Niewątpliwie pomogła mi również zmiana trybu życia - o której chciałbym się mocno rozpisać w przyszłości. W moim przypadku, dieta, radykalna zmiana odżywania (nie , nie wpieprzam samej sałaty , jem ŚWIADOMIE) , zrzucenie wagi, porzucenie używek (alkohol rzuciłęm w cholere , gorzej z fajkami), sport i masa zajęć bardzo mi pomogły i będę zwolennikiem poruszenia tego tematu znowu na forum. Uważam że najprostsze rozwiązania są najlepsze i nie ma co poddawać się w jakieś dogłębne analizy non stop (a skąd ten objaw? Czy to normalne? Na pewno nerwica? A przejdzie mi ? ). Oczywiscie nie potraktowałem tego jako wielkiego namaszczenia anty-nerwicowego. Po prostu tak zrobiłem , mając wywalone na nerwicę... i ona sobie prawie że poszła....

Więcej wkrótce...

Trzymajcie się ciepło - tak z tego można wyjść.


Dozgonnie wdzięczny

Grześ

-- 11 grudnia 2015, o 14:45 --
:)
Jedyne co trzeba zrobić to zająć miejsce w kolejce sukcesu i nie dać się z niej wypchnąć"
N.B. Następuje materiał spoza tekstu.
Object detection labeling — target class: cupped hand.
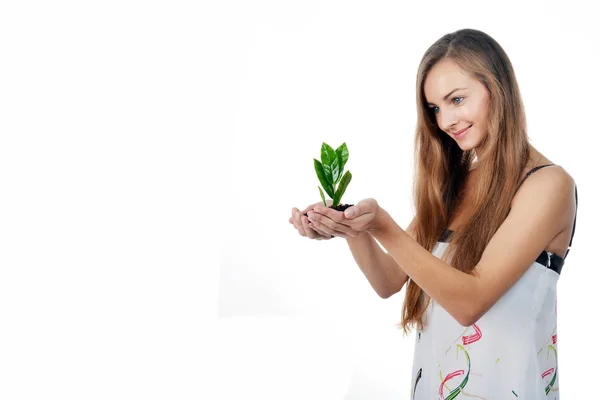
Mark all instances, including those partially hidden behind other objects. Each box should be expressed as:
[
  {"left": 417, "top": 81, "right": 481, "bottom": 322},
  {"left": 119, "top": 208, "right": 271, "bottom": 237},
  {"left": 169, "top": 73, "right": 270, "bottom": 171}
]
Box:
[
  {"left": 308, "top": 198, "right": 379, "bottom": 237},
  {"left": 289, "top": 200, "right": 334, "bottom": 240}
]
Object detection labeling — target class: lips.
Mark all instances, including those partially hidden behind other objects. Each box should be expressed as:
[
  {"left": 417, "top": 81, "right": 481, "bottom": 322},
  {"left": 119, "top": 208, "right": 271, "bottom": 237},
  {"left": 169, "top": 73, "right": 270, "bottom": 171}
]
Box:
[{"left": 453, "top": 125, "right": 473, "bottom": 136}]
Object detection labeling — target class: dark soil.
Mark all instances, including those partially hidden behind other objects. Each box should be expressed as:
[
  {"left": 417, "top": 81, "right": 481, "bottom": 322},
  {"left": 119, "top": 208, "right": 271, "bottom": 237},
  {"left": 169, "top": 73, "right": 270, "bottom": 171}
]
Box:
[{"left": 304, "top": 204, "right": 354, "bottom": 217}]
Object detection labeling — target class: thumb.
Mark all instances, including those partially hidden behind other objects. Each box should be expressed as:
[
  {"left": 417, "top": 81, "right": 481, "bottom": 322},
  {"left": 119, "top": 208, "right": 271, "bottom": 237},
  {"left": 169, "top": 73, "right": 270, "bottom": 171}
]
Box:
[{"left": 344, "top": 206, "right": 360, "bottom": 219}]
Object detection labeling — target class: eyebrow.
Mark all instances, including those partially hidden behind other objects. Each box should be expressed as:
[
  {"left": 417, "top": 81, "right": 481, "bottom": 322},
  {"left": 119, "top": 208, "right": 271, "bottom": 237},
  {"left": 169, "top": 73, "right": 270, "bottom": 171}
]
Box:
[{"left": 427, "top": 88, "right": 466, "bottom": 106}]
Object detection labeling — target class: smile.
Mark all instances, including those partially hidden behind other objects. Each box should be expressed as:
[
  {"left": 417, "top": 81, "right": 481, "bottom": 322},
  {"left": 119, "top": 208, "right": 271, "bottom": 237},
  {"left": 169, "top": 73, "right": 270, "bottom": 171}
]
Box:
[{"left": 453, "top": 125, "right": 473, "bottom": 138}]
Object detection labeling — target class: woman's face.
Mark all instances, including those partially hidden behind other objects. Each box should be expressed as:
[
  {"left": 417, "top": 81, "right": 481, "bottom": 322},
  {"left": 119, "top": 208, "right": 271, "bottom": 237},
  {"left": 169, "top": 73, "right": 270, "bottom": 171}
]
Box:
[{"left": 424, "top": 59, "right": 489, "bottom": 151}]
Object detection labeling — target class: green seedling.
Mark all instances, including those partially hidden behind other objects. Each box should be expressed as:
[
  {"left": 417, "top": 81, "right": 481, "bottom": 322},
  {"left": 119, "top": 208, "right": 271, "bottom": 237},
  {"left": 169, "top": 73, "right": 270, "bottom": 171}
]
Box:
[{"left": 304, "top": 142, "right": 354, "bottom": 215}]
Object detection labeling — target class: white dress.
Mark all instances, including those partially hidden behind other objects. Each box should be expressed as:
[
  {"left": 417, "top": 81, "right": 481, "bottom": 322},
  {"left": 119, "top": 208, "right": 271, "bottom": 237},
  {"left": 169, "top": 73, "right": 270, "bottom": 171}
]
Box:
[{"left": 411, "top": 167, "right": 577, "bottom": 400}]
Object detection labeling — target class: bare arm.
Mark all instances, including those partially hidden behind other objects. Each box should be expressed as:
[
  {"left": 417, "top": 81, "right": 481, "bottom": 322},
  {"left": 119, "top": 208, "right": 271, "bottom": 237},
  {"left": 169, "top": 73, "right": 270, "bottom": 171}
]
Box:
[{"left": 346, "top": 219, "right": 414, "bottom": 299}]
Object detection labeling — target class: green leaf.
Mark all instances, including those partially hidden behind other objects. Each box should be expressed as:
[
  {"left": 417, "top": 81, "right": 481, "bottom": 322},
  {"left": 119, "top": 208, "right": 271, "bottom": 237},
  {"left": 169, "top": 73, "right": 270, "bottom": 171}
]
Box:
[
  {"left": 321, "top": 142, "right": 341, "bottom": 185},
  {"left": 317, "top": 186, "right": 327, "bottom": 207},
  {"left": 332, "top": 171, "right": 352, "bottom": 207},
  {"left": 313, "top": 158, "right": 334, "bottom": 199},
  {"left": 335, "top": 142, "right": 350, "bottom": 177}
]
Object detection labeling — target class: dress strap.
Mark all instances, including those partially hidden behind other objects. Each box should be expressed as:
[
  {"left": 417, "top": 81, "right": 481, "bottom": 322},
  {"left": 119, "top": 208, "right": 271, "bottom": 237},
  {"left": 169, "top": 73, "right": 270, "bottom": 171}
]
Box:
[
  {"left": 515, "top": 164, "right": 554, "bottom": 193},
  {"left": 517, "top": 164, "right": 578, "bottom": 260},
  {"left": 563, "top": 185, "right": 577, "bottom": 258}
]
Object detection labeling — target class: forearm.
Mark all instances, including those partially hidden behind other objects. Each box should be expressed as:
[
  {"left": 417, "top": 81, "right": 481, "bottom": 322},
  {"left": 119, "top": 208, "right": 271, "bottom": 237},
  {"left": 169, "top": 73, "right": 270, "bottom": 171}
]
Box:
[
  {"left": 370, "top": 208, "right": 477, "bottom": 324},
  {"left": 346, "top": 232, "right": 408, "bottom": 298}
]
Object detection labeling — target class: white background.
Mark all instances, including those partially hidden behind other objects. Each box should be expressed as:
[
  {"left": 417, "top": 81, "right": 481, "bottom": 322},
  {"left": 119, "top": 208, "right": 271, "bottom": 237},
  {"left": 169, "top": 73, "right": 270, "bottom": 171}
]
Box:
[{"left": 0, "top": 1, "right": 600, "bottom": 400}]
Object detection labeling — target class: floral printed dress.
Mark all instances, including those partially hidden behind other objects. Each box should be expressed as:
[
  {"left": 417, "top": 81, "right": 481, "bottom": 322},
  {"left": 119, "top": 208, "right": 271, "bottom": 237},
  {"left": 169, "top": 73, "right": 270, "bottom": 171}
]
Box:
[{"left": 410, "top": 167, "right": 577, "bottom": 400}]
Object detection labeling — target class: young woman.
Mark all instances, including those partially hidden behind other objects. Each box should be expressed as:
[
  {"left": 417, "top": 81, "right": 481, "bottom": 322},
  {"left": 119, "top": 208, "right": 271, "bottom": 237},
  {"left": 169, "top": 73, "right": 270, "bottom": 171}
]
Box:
[{"left": 290, "top": 29, "right": 577, "bottom": 400}]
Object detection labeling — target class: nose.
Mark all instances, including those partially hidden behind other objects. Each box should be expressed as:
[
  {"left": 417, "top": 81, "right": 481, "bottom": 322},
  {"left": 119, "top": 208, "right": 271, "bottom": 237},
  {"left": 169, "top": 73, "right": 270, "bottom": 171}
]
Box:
[{"left": 439, "top": 110, "right": 458, "bottom": 131}]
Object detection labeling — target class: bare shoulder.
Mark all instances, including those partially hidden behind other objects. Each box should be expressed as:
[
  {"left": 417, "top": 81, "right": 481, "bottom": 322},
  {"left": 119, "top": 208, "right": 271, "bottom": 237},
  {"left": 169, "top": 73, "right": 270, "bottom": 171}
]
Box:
[{"left": 511, "top": 164, "right": 576, "bottom": 231}]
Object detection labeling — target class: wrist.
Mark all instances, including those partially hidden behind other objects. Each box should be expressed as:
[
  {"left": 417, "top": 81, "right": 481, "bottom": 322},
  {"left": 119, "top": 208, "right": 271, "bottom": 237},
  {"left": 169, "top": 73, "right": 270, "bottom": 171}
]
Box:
[{"left": 369, "top": 206, "right": 390, "bottom": 235}]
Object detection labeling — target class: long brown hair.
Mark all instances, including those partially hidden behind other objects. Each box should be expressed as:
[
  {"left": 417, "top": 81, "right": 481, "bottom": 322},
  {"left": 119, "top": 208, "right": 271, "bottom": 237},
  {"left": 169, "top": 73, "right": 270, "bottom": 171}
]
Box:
[{"left": 398, "top": 29, "right": 530, "bottom": 334}]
“Jeśli sądzisz, że potrafisz to masz rację. Jeśli sądzisz, że nie potrafisz- również masz rację.”

“Naszą największą słabością jest poddawanie się. Najpewniejszą drogą do sukcesu jest zawsze próbowanie po prostu jeden, następny raz.”

“Osoba, która twierdzi, że coś jest niemożliwe nie powinna przeszkadzać osobie, która właśnie to robi.”